Vertical restrictions are restrictions of competition generally contained in vertical agreements, i.e. “agreements or concerted practices entered into between two or more undertakings each of which operates, for the purposes of the agreement or the concerted practice, at a different level of the production or distribution chain, and relating to the conditions under which the parties may purchase, sell or resell certain goods or services” (Regulation No 330/2010, Art. 1(1)(a). Competition authorities often show them a measure of indulgence since, unlike horizontal agreements, in theory they lead to an increase in inter-brand competition. In addition, while with horizontal ties, the market power of one undertaking may incite its competitors to engage in anticompetitive conduct, with vertical ties, market power is ostensibly neutralized.

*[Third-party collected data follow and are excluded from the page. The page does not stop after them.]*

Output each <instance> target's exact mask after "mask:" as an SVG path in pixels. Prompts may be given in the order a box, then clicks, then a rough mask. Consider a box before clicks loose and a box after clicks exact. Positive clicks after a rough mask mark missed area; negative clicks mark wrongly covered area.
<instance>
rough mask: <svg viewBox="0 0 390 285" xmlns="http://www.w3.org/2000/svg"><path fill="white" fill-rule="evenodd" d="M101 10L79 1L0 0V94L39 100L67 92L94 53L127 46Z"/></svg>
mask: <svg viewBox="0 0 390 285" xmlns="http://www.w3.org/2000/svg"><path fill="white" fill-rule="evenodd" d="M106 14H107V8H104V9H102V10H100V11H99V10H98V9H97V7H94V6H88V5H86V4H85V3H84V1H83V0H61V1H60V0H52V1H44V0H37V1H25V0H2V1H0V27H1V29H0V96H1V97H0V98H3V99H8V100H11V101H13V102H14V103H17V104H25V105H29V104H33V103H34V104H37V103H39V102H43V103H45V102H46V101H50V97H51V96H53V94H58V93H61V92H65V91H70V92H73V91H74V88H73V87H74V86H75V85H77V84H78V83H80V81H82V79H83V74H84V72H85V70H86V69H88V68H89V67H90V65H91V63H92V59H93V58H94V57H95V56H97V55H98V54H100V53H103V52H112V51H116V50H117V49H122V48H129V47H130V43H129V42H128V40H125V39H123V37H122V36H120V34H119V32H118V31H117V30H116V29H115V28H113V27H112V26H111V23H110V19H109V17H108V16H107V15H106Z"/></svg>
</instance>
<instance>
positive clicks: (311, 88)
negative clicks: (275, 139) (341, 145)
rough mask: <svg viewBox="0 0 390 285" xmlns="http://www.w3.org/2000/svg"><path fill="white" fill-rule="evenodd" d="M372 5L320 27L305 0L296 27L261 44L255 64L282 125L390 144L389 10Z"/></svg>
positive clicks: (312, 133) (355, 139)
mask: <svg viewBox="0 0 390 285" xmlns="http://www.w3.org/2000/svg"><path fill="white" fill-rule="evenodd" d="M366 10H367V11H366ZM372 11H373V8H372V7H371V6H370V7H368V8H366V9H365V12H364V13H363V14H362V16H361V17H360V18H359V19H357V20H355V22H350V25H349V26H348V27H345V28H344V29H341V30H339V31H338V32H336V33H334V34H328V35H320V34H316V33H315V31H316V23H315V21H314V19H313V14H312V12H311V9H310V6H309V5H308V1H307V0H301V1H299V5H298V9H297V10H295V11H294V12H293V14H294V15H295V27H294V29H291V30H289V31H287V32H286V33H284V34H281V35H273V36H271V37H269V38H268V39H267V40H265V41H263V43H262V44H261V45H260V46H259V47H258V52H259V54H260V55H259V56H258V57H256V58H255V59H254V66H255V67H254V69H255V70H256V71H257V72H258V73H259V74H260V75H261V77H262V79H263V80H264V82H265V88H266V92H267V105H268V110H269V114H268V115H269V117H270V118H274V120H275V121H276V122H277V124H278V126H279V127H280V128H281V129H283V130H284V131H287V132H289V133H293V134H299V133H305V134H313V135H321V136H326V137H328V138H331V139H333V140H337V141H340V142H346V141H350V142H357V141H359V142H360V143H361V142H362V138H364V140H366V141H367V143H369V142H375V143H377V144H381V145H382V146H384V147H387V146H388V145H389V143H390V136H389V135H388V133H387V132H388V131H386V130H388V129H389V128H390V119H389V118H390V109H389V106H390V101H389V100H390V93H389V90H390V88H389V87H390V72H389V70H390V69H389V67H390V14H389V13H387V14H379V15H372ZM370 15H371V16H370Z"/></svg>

Distribution agreements (exclusive purchase, exclusive distribution, selective distribution, automobile distribution and franchise agreements) between the supplier and the members of its distribution network, constitute, as such, agreements likely to affect competition by virtue of the clauses they contain or by virtue of the conditions under which they are implemented. However, in its report for 1987, the Competition Council [now the Competition Authority] emphasized that selective distribution systems are not necessarily contrary to the provisions of Article L. 420-1 of the Commercial Code. While selection has the effect of limiting the number of retailers able to market the product in question and may reduce the intensity of price competition, it is also a source of competition on the basis of quality.  Over the years, the Competition Authority has adopted a flexible approach emphasizing the ambivalence of distribution agreements that reduce competition between network members (intra-brand competition), but in principle increase competition between networks (inter-brand competition). They must therefore be assessed taking account of the context in which they are implemented.

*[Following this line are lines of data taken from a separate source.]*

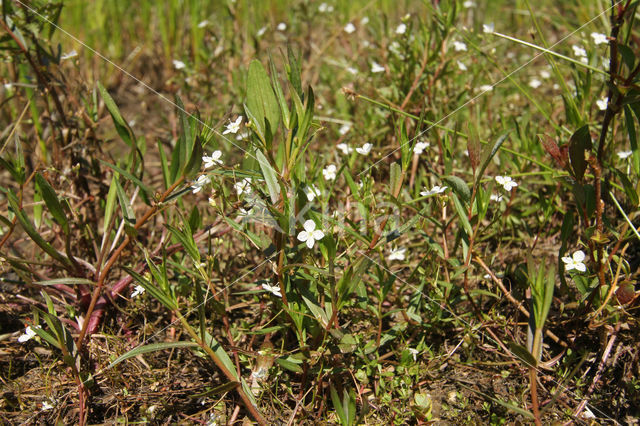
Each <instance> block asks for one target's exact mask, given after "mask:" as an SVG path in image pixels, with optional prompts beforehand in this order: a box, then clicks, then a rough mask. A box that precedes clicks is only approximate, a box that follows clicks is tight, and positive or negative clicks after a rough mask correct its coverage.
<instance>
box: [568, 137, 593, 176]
mask: <svg viewBox="0 0 640 426" xmlns="http://www.w3.org/2000/svg"><path fill="white" fill-rule="evenodd" d="M590 149H591V134H590V133H589V126H588V125H584V126H582V127H580V128H579V129H578V130H576V132H575V133H574V134H573V135H571V139H570V140H569V161H570V163H571V167H572V169H573V173H574V175H575V176H574V177H575V178H576V179H577V180H578V181H580V182H581V181H582V178H583V177H584V172H585V171H586V170H587V162H586V160H585V151H587V150H590Z"/></svg>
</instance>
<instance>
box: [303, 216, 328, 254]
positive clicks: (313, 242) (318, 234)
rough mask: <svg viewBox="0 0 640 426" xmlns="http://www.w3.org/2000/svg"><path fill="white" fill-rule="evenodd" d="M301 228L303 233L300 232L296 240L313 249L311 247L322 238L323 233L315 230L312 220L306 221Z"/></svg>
mask: <svg viewBox="0 0 640 426" xmlns="http://www.w3.org/2000/svg"><path fill="white" fill-rule="evenodd" d="M302 227H303V228H304V231H300V233H299V234H298V240H299V241H302V242H303V243H307V247H309V248H313V245H314V244H315V242H316V241H317V240H321V239H322V238H324V232H322V231H321V230H319V229H316V223H315V222H314V221H313V220H311V219H309V220H307V221H306V222H305V223H304V225H302Z"/></svg>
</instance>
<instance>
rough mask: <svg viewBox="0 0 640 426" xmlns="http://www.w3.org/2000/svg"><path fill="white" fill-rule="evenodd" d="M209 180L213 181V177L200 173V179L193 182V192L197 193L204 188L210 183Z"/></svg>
mask: <svg viewBox="0 0 640 426" xmlns="http://www.w3.org/2000/svg"><path fill="white" fill-rule="evenodd" d="M209 182H211V178H209V176H207V175H200V176H198V179H196V181H195V182H193V184H192V185H191V188H192V189H193V191H192V192H193V193H194V194H197V193H198V192H200V191H201V190H202V188H203V187H204V186H205V185H206V184H208V183H209Z"/></svg>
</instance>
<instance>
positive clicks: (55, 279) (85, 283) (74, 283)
mask: <svg viewBox="0 0 640 426" xmlns="http://www.w3.org/2000/svg"><path fill="white" fill-rule="evenodd" d="M35 284H38V285H56V284H64V285H81V284H84V285H95V284H96V283H95V281H91V280H88V279H86V278H74V277H68V278H54V279H51V280H44V281H35Z"/></svg>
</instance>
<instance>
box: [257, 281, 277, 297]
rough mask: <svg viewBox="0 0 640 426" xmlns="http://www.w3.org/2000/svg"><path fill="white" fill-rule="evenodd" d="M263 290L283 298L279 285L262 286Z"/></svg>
mask: <svg viewBox="0 0 640 426" xmlns="http://www.w3.org/2000/svg"><path fill="white" fill-rule="evenodd" d="M262 288H263V289H265V290H267V291H268V292H269V293H271V294H273V295H274V296H276V297H282V293H280V287H278V286H277V285H269V284H262Z"/></svg>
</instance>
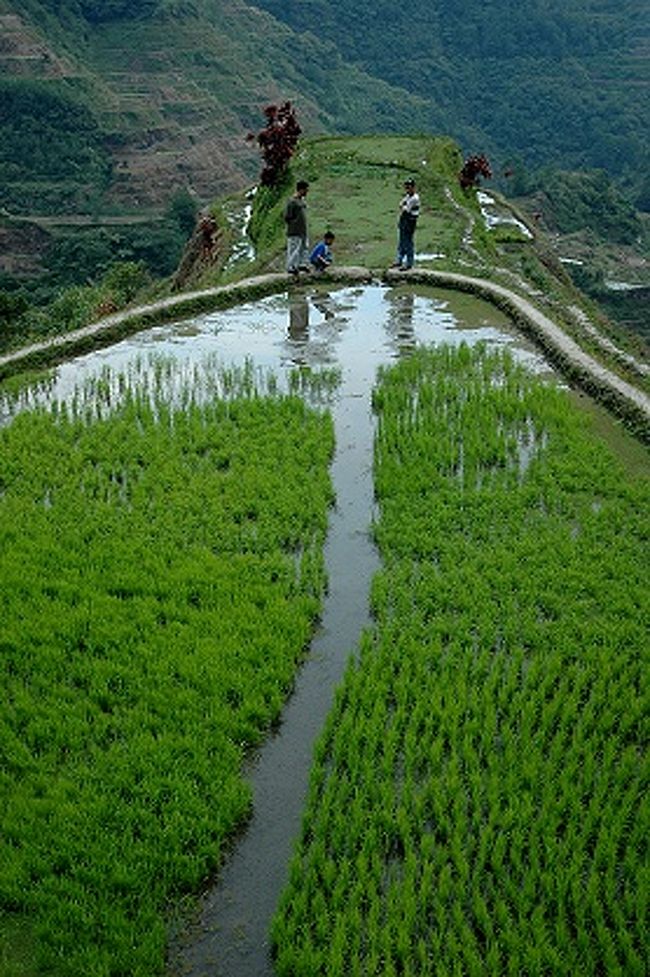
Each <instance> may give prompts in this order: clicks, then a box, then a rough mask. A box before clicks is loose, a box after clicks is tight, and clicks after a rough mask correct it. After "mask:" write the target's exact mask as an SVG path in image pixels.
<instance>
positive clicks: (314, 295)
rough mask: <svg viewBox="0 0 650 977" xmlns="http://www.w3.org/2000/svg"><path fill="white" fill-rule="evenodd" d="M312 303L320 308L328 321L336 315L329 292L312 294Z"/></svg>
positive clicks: (313, 305)
mask: <svg viewBox="0 0 650 977" xmlns="http://www.w3.org/2000/svg"><path fill="white" fill-rule="evenodd" d="M311 304H312V305H313V306H314V308H315V309H318V311H319V312H321V313H322V315H323V318H324V319H325V320H326V321H327V320H329V319H333V318H334V316H335V315H336V313H335V311H334V309H333V307H332V296H331V295H330V294H329V292H315V293H314V294H313V295H312V296H311Z"/></svg>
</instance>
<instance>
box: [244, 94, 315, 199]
mask: <svg viewBox="0 0 650 977" xmlns="http://www.w3.org/2000/svg"><path fill="white" fill-rule="evenodd" d="M264 115H265V116H266V125H265V126H264V128H263V129H262V130H260V132H258V134H257V137H255V136H250V137H249V138H251V139H256V140H257V144H258V146H259V147H260V149H261V151H262V159H263V160H264V168H263V169H262V172H261V173H260V183H261V184H262V186H264V187H273V186H277V184H278V183H279V182H280V181H281V179H282V176H283V174H284V173H285V171H286V169H287V167H288V165H289V161H290V159H291V157H292V156H293V154H294V153H295V151H296V146H297V145H298V137H299V136H300V133H301V132H302V129H301V128H300V125H299V124H298V120H297V118H296V111H295V109H294V108H293V106H292V105H291V102H284V104H283V105H267V106H266V108H265V109H264Z"/></svg>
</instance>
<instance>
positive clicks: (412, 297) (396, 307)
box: [387, 290, 415, 352]
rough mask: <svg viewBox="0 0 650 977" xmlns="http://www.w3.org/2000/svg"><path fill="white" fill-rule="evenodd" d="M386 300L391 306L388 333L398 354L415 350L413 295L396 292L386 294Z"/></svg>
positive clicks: (399, 292)
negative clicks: (414, 348)
mask: <svg viewBox="0 0 650 977" xmlns="http://www.w3.org/2000/svg"><path fill="white" fill-rule="evenodd" d="M388 299H389V302H390V306H391V307H390V311H389V313H388V321H387V329H388V332H389V333H390V335H391V337H392V339H393V342H394V343H395V345H396V346H397V349H398V350H399V351H400V352H406V351H410V350H412V349H414V348H415V328H414V325H413V313H414V311H415V295H414V294H413V292H411V291H408V292H406V291H404V292H402V291H397V290H396V291H392V292H390V293H389V294H388Z"/></svg>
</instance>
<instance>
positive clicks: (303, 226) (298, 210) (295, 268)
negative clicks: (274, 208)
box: [284, 180, 310, 275]
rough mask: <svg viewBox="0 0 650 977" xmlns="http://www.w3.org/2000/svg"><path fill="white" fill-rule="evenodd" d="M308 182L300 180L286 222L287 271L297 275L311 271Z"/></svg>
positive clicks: (293, 274) (284, 214)
mask: <svg viewBox="0 0 650 977" xmlns="http://www.w3.org/2000/svg"><path fill="white" fill-rule="evenodd" d="M308 190H309V184H308V183H307V181H306V180H298V182H297V183H296V192H295V193H294V195H293V197H291V198H290V199H289V200H288V201H287V206H286V207H285V209H284V221H285V224H286V225H287V271H288V272H289V274H290V275H297V274H298V272H299V271H301V270H302V271H309V270H310V265H309V243H308V240H307V201H306V200H305V197H306V196H307V191H308Z"/></svg>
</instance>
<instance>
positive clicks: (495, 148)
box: [255, 0, 650, 175]
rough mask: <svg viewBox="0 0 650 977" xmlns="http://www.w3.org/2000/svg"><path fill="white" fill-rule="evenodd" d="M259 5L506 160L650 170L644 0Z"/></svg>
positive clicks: (449, 129)
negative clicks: (322, 42) (513, 3)
mask: <svg viewBox="0 0 650 977" xmlns="http://www.w3.org/2000/svg"><path fill="white" fill-rule="evenodd" d="M255 3H256V4H257V5H258V6H260V7H263V8H264V9H266V10H268V11H270V12H271V13H272V14H273V15H274V16H276V17H277V18H278V19H281V20H284V21H285V22H286V23H287V24H289V25H290V26H291V27H293V28H294V29H295V30H296V31H298V32H301V33H302V32H305V33H307V32H313V33H315V34H317V35H318V36H319V37H324V38H327V39H328V40H330V41H332V43H334V44H336V45H337V48H338V50H340V51H341V53H342V54H343V56H344V57H346V58H347V59H349V60H350V61H351V62H353V63H354V64H357V65H358V66H359V67H361V68H363V70H365V71H367V72H369V73H370V74H373V75H375V76H376V77H378V78H382V79H384V80H386V81H389V82H391V83H392V84H395V85H400V86H402V87H404V88H406V89H407V90H408V91H410V92H413V93H416V94H418V95H421V96H422V97H424V98H426V99H427V100H428V101H429V103H430V105H431V118H432V121H434V123H435V124H436V126H437V128H438V129H439V130H440V131H443V132H449V133H451V134H452V135H453V136H455V137H456V138H459V139H460V140H461V141H462V142H464V143H466V144H467V142H468V141H469V142H470V143H472V142H474V143H482V144H483V148H485V149H487V150H488V151H490V152H493V153H495V154H496V155H498V156H499V157H500V159H501V160H504V159H507V158H509V157H512V155H513V154H515V153H520V154H521V155H522V156H524V157H525V158H527V160H528V162H529V163H534V164H535V165H540V164H541V163H553V164H554V165H557V166H562V167H568V168H575V167H582V166H589V167H603V168H606V169H608V170H609V171H610V172H612V173H613V174H616V175H620V172H621V171H622V170H630V171H631V170H633V169H635V168H636V167H639V166H642V165H646V166H647V153H648V150H649V148H650V142H649V140H648V131H647V118H648V114H649V111H650V105H649V101H648V91H649V84H650V77H649V72H648V63H649V62H648V51H649V43H650V8H648V5H647V3H645V2H644V0H547V2H546V3H543V4H542V3H539V0H522V2H520V3H517V4H512V3H510V2H509V0H494V2H492V3H489V4H484V3H483V4H480V3H475V4H468V3H467V2H465V0H407V2H406V3H402V4H394V3H391V2H389V0H379V2H376V3H372V4H370V3H358V2H356V0H355V2H353V0H336V2H332V0H318V2H316V0H255ZM630 92H633V94H634V97H633V98H631V97H630Z"/></svg>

Regulation No 330/2010 of 20 April 2010 (Vertical Restraints BER), which has a very broad scope of application, covers virtually all vertical agreements, i.e. all agreements between undertakings located at different levels of the production and distribution chain and whose object is the purchase, sale or resale of certain goods and services. Only those agreements which are contrary to the provisions of Article 101(1) TFEU but which meet with sufficient certainty the conditions for the application of Article 101(3) are included in the category (Art. 2). The regulation establishes a presumption of legality for agreements that do not contain restrictions with serious anticompetitive effects when the supplier and the buyer each have a market share not exceeding 30% (Art. 3). As national competition authorities are authorized by Regulation No 1/2003 to withdraw the benefit of the application of a block exemption regulation on their territory (Art. 29), the Competition Authority is fully competent to apply Regulation No 330/2010 where an agreement falls within its scope of application.  Where the conditions for application of the Regulation are not met, in particular where the restriction does not affect trade between Member States, the French Authority considers that the European rules can nevertheless be used as a guide for analysis in the context of the rule of reason.